Objective To analyze the effects of different water treatments on the growth of resistant tree species Lagerstroemia speciosa, explore the response mechanism of morphological traits of L. speciosa, and provide a theoretical basis for the selection and water management of resistant landscape tree species.

Method Using the one-year-old seedlings of L. speciosa as materials, a 30-day water stress experiment was conducted by setting up four types of water treatments, drought (DR), waterlogging (WL), waterlogging-drought alternating (WD), and control (normal water supply, CK). Subsequently, the water stress was relieved and the soil moisture in the DR, WL and WD treatments was maintained at the CK level for a 30-day recovery period of growth. The leaf traits, root traits and biomass indicators of plants after water stress and relief were measured.

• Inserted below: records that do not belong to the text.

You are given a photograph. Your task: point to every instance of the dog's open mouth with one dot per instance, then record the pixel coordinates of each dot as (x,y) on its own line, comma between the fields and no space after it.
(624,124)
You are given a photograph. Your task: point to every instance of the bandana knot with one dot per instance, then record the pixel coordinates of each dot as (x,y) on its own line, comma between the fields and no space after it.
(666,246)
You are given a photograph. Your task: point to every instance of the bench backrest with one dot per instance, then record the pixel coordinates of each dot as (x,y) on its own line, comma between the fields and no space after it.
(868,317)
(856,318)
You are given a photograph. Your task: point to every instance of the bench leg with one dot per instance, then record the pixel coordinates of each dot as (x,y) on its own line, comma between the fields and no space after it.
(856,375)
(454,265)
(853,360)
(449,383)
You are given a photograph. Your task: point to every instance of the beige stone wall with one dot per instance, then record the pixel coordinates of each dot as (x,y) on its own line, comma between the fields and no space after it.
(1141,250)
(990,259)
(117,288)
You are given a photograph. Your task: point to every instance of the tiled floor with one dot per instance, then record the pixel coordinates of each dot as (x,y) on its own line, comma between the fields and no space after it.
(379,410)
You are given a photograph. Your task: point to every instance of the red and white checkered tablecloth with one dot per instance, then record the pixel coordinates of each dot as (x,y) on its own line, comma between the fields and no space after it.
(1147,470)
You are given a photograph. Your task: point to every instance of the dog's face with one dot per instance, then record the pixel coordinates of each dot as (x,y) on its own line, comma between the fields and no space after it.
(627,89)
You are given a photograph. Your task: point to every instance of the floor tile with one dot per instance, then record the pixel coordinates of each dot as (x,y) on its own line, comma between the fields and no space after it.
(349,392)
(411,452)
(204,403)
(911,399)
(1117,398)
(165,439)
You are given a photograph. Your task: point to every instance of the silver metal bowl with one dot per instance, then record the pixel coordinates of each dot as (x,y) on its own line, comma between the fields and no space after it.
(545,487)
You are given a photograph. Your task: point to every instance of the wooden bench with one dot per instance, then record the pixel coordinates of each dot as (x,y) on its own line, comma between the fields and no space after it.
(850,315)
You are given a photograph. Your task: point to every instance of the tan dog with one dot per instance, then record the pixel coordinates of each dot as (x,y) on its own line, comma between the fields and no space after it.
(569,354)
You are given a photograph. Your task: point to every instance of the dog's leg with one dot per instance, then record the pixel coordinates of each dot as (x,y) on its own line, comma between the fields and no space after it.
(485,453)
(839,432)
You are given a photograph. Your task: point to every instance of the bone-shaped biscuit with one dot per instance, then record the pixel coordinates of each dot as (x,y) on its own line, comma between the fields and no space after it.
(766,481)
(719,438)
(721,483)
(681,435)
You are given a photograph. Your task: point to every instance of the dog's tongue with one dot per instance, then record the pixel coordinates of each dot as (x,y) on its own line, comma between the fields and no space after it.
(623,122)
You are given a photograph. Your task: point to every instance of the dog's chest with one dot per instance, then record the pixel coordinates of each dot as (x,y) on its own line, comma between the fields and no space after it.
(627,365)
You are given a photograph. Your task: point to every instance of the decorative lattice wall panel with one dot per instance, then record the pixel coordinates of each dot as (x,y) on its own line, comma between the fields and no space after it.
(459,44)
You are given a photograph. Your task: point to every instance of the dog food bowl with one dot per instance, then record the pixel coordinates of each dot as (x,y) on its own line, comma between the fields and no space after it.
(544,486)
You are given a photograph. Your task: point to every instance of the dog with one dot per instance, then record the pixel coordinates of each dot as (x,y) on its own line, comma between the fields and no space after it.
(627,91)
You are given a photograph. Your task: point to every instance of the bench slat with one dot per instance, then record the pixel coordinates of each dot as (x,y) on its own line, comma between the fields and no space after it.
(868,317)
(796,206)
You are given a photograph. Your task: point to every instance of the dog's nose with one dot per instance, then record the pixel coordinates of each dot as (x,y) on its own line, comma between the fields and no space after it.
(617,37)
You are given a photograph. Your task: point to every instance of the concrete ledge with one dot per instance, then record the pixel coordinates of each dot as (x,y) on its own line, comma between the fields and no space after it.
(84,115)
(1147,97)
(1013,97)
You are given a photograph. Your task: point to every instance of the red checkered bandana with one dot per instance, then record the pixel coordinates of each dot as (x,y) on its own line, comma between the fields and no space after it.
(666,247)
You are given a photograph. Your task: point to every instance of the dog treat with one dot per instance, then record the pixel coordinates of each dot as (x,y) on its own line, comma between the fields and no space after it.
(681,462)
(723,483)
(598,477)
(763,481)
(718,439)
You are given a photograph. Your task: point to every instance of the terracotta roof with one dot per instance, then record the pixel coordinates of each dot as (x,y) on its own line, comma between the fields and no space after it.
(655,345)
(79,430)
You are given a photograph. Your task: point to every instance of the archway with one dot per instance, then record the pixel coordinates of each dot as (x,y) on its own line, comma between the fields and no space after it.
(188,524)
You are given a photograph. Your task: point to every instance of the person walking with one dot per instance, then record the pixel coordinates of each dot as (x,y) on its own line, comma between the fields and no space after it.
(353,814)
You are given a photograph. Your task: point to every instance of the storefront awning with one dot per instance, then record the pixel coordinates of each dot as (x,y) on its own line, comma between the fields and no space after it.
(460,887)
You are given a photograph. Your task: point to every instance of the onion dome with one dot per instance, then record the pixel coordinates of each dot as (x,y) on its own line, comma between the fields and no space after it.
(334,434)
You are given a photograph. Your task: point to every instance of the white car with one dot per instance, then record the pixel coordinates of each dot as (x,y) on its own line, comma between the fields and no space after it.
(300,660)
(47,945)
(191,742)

Result Total leaf areas of L. speciosa significantly decreased at the end of DR, WD stress and at the end of recovery after WL stress compared with CK. Leaf tissue densities of the three water stress treatments were significantly higher at the end of stress compared to CK, and specific leaf areas were significantly lower at the end of recovery. Compared with CK, the WL and WD treatments increased the rates of fine root length and the rates of fine root surface area at the end of stress. At the end of recovery, the rates of fine root surface area were higher in the DR, WL and WD treatments by 9.59%, 12.42%, and 13.57%, respectively, compared to CK. At the end of stress and recovery, the specific root length and specific root surface area in WL treatment was significantly higher compared to CK. At the end of stress, plants under the three water stress treatments increased biomass allocations to stems, and WL treatment plants grew adventitious roots that accounted for 26.95% of total root biomass. Under DR treatment, the root biomass allocation at the end of stress and recovery significantly increased, and the root-shoot ratio increased by 40.93% and 70.06% respectively, compared to their own CK. Correlation analysis showed that there was a trade-off relationship among leaf traits and root traits respectively. Root length, root surface area, and leaf tissue density were significantly positively correlated, and root growth had a positive effect on the leaf tissue density.

Conclusion There is a certain correlation between leaf and root traits. Short term water stress can promote the root growth of L. speciosa seedlings, making them better adapt to the complex and varied water environment of urban landscaping and green spaces.